- In prison you get three square meals a day.
At home, you cook three square meals a day and try to get your kids to eat it.
- In prison you get an hour each day in the yard to exercise and mingle.
At home you get to clean the yard up so you can mow it so your kids can spread more toys all over it so that you can go out and clean it again because little Jr. can’t sleep without his latest LEGO creation.
- In prison you get to watch TV, cable even.
At home you get to listen to your children fight over the remote control and get treated to hours and hours of mindless cartoons thanks to cable.
- In prison you can read whatever you want and attend college for free.
At home you get to read weekly readers starring Dick, Jane, and Spot and worry about how to send Jr. to college and still be able to eat for the next twenty years.
- In prison all your medical care is free.
At home you have to pawn your mother’s silver and fill out trillions of papers for insurance and hope the doctor will see you before you die.
- In prison, if you have visitors, all you do is go to a room, sit, talk and then say good-bye when you are ready or your time is up.

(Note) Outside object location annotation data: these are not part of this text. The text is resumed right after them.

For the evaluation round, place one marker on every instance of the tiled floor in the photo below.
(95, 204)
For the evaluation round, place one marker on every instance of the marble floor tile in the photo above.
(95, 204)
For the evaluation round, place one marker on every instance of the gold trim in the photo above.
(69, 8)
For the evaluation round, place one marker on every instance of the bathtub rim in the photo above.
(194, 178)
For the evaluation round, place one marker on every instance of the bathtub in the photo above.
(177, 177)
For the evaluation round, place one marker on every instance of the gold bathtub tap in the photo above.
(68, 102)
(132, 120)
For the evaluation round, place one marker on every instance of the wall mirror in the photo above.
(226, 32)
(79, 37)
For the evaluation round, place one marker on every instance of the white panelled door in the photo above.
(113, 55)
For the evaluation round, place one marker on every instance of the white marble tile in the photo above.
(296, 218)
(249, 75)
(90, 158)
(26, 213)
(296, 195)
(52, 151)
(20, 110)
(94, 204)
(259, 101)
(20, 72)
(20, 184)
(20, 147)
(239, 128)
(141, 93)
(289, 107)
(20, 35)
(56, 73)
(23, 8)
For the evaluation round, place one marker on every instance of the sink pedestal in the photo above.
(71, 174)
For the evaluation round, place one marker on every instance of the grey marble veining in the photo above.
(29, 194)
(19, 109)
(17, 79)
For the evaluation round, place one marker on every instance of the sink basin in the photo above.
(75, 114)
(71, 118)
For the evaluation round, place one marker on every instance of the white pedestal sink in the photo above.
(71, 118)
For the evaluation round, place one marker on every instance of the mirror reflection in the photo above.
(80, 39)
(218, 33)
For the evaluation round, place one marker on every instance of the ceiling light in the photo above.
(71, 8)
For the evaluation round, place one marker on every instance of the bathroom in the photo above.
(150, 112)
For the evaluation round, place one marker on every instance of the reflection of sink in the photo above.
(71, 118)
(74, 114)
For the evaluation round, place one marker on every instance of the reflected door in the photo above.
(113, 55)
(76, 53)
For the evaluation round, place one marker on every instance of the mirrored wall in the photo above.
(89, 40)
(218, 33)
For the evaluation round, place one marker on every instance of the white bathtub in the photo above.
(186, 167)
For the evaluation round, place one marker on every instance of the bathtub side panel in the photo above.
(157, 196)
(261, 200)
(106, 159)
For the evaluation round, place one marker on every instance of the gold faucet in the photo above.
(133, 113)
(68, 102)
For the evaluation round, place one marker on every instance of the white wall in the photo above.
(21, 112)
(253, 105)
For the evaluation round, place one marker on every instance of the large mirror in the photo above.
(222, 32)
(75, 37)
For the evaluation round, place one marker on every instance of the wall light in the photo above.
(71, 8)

At home you get to clean for days advance and then cook and clean up after your guests and hope that they will one day leave.
- In prison you can spend your free time writing letters or just hang out in your own space all day.
At home you get to clean your space and everyone else’s space, too, and what the heck is free time again?
- In prison you get your own personal toilet.
At home you have to physically hold the bathroom door shut in order to keep from having someone standing over you demanding to know how long till you’re done so you can do something for them.
- In prison the prison laundry takes care of all your dirty clothes.
At home you get to take care of them yourself, plus everybody else’s, and get yelled at because somebody’s favorite shirt isn’t clean.
- In prison they take you everywhere you need to go.
At home you take everybody else where they need to go.
- In prison the guards transport all your personal effects for you and make sure nothing is missing.
At home you have to lug around everybody else’s stuff in your purse and then wonder who went in it and took your last dollar.
- In prison there are no screaming or whining children or spouses asking you to do something else for them, or screaming at you because you didn’t.
stop me when I get to the downside of jail, will ya?